Para cada ofício a que o ser humano se dedica, sempre há um “minimum
minimorum” a que recorrer, a partir do qual se torna possível levar à frente a empreitada: um
cesto para o pescador, um laço para os que saem à busca de pássaros, um fio d’água
para o jardineiro – e para o poeta, o que há de ser o suficientemente
necessário para ele desenvolver o seu encargo?
Diz-nos Claudel que, meramente, uma folha em branco e uma pena ou, atualizadamente,
uma caneta, ou ainda, um computador – afinal, já superamos também a fase das
máquinas datilográficas. Mas veja lá, leitor, que, aos olhos do francês, o
poeta muito se assemelha a um prestidigitador, pois de suas mãos sairiam
palavras que nada mais seriam que “vestígios dos deuses”, alguns dizem das “musas”.

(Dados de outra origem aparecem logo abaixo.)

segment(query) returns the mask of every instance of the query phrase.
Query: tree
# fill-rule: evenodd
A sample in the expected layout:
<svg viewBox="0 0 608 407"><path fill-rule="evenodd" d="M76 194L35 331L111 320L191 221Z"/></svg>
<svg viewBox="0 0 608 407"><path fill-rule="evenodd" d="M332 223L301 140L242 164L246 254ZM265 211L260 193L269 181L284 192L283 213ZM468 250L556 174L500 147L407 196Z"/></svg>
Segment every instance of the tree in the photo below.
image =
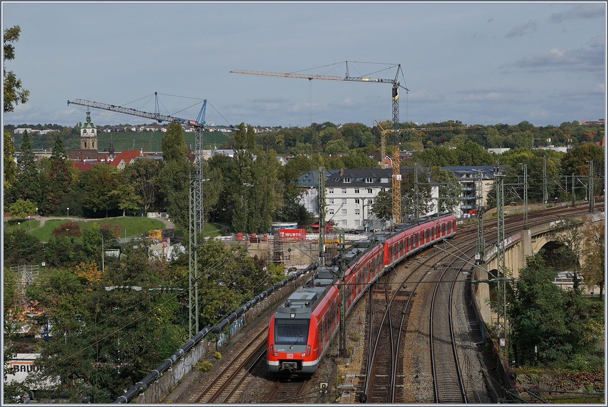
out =
<svg viewBox="0 0 608 407"><path fill-rule="evenodd" d="M558 251L572 262L574 272L573 289L579 289L578 276L580 274L581 258L582 257L585 231L584 222L572 217L562 217L556 222L549 236L553 241L561 243Z"/></svg>
<svg viewBox="0 0 608 407"><path fill-rule="evenodd" d="M136 187L130 182L129 174L124 171L119 173L116 189L110 193L118 201L118 207L125 216L127 209L136 210L141 207L142 199L137 193Z"/></svg>
<svg viewBox="0 0 608 407"><path fill-rule="evenodd" d="M156 178L157 190L171 219L180 227L187 228L190 210L188 191L190 178L195 174L194 166L187 158L188 149L180 125L169 124L161 146L165 164Z"/></svg>
<svg viewBox="0 0 608 407"><path fill-rule="evenodd" d="M21 29L19 26L13 26L10 29L5 29L2 36L3 54L4 61L12 61L15 59L15 46L13 43L19 41L19 35ZM18 79L12 70L7 70L2 66L4 75L4 113L12 112L15 106L19 104L25 103L29 97L30 91L22 89L21 80Z"/></svg>
<svg viewBox="0 0 608 407"><path fill-rule="evenodd" d="M507 313L516 360L535 364L583 355L597 363L603 353L596 347L603 337L603 304L562 290L553 283L556 275L537 253L527 258L511 283Z"/></svg>
<svg viewBox="0 0 608 407"><path fill-rule="evenodd" d="M85 186L83 207L93 212L108 211L116 208L118 203L115 190L117 183L118 170L116 167L103 164L94 165L83 176Z"/></svg>
<svg viewBox="0 0 608 407"><path fill-rule="evenodd" d="M4 132L4 199L10 195L9 191L17 179L17 165L15 162L15 146L10 140L10 132ZM5 200L5 204L7 202Z"/></svg>
<svg viewBox="0 0 608 407"><path fill-rule="evenodd" d="M43 213L56 213L61 198L70 191L72 180L67 159L63 142L58 134L50 156L46 188L44 188L44 198L41 202Z"/></svg>
<svg viewBox="0 0 608 407"><path fill-rule="evenodd" d="M599 298L602 298L606 270L606 222L594 222L592 218L585 221L586 236L583 254L586 260L581 274L587 286L599 286Z"/></svg>
<svg viewBox="0 0 608 407"><path fill-rule="evenodd" d="M38 323L49 323L52 335L36 361L41 373L35 380L57 378L72 402L89 396L110 403L168 357L187 340L182 295L96 288L169 286L174 276L168 271L139 244L105 271L82 262L52 272L48 285L29 287L28 295L44 310Z"/></svg>
<svg viewBox="0 0 608 407"><path fill-rule="evenodd" d="M325 145L325 154L330 156L345 154L348 152L348 145L344 140L331 140Z"/></svg>
<svg viewBox="0 0 608 407"><path fill-rule="evenodd" d="M29 200L19 199L10 204L10 217L13 219L24 219L28 215L36 213L36 205Z"/></svg>
<svg viewBox="0 0 608 407"><path fill-rule="evenodd" d="M44 259L40 240L21 228L4 233L4 265L38 264Z"/></svg>
<svg viewBox="0 0 608 407"><path fill-rule="evenodd" d="M15 200L21 197L38 205L40 202L40 183L35 158L30 144L29 135L27 131L24 131L23 141L21 142L21 152L17 159L18 172L13 191Z"/></svg>
<svg viewBox="0 0 608 407"><path fill-rule="evenodd" d="M189 149L184 141L184 129L178 123L170 123L161 140L165 162L181 160L188 156Z"/></svg>
<svg viewBox="0 0 608 407"><path fill-rule="evenodd" d="M451 171L441 169L440 167L434 166L430 173L430 177L435 180L439 185L440 211L449 211L452 213L454 208L460 202L461 188L460 183L455 174ZM450 198L446 199L445 198Z"/></svg>
<svg viewBox="0 0 608 407"><path fill-rule="evenodd" d="M142 159L125 166L125 173L129 181L137 187L137 194L142 199L143 211L154 201L155 182L162 167L162 162Z"/></svg>

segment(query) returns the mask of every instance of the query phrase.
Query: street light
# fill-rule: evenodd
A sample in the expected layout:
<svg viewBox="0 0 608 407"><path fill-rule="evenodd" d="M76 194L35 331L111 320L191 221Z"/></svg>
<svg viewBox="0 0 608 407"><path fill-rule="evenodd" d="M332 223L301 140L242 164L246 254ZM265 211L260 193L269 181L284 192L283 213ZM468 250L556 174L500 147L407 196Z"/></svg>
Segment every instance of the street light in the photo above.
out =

E haja inspiração heteronômica!
J.A.R. – H.C.
Paul Claudel
(1868-1955)
Pouvoir du Poète
Le pêcheur attrape
les poissons avec ce panier profondément enfoui au-dessous des vagues.
Le chasseur avec cet
invisible lac entre deux branches attrape les petits oiseaux.
Et moi, dit le
jardinier, pour attraper la lune et les étoiles il me suffit d’un peu d’eau –
et les cerisiers en fleur et les érables en feu, il me suffit de ce ruban d’eau
que je déroule.
Et moi, dit le poète,
pour attraper les images et les idées il me suffit de cet appât de papier
blanc, les dieux n’y passeront point sans y laisser leurs traces comme les
oiseaux sur la neige.
Pour tenter les pas
de l’Impératrice-de-la-Mer il me suffit de ce tapis de papier que je déroule,
pour faire descendre l’Empereur-du-Ciel il me suffit de ce rayon de lune, il me
suffit de cet escalier de papier blanc.
Cerejeira em Flor
(Annie Keen: pintora
norte-americana)
Poder do Poeta
O pescador pega os
peixes com o cesto profundamente submerso nas ondas.
O caçador com o laço
escondido entre dois ramos pega as aves pequeninas.
E eu, diz o
jardineiro, para a lua e as estrelas pegar, só preciso de um pouco d’água – e
as cerejeiras em flor e os sicômoros em fogo, só preciso do fio d’água que
desenrolo.
E eu, diz o poeta,
para as ideias e as imagens pegar, só preciso do branco engodo de papel, em que
os deuses, passando, deixarão vestígios, como as aves pela neve.
Para mover os passos
da Imperatriz-do-Mar, só preciso do tapete de papel que desenrolo; para fazer
descer o Imperador-do-Céu, só preciso de um raio da lua, só preciso da escada
branca do papel.
Referência:
CLAUDEL, Paul. Pouvoir du poète / Poder
do poeta. Tradução de Cláudio Veiga. In: VEIGA, Cláudio (Organização e
Tradução). Antologia da poesia francesa:
do século IX ao século XX. Edição bilíngue. Rio de Janeiro, RJ: Record,
1991. Em francês: p. 274; em português: p. 275.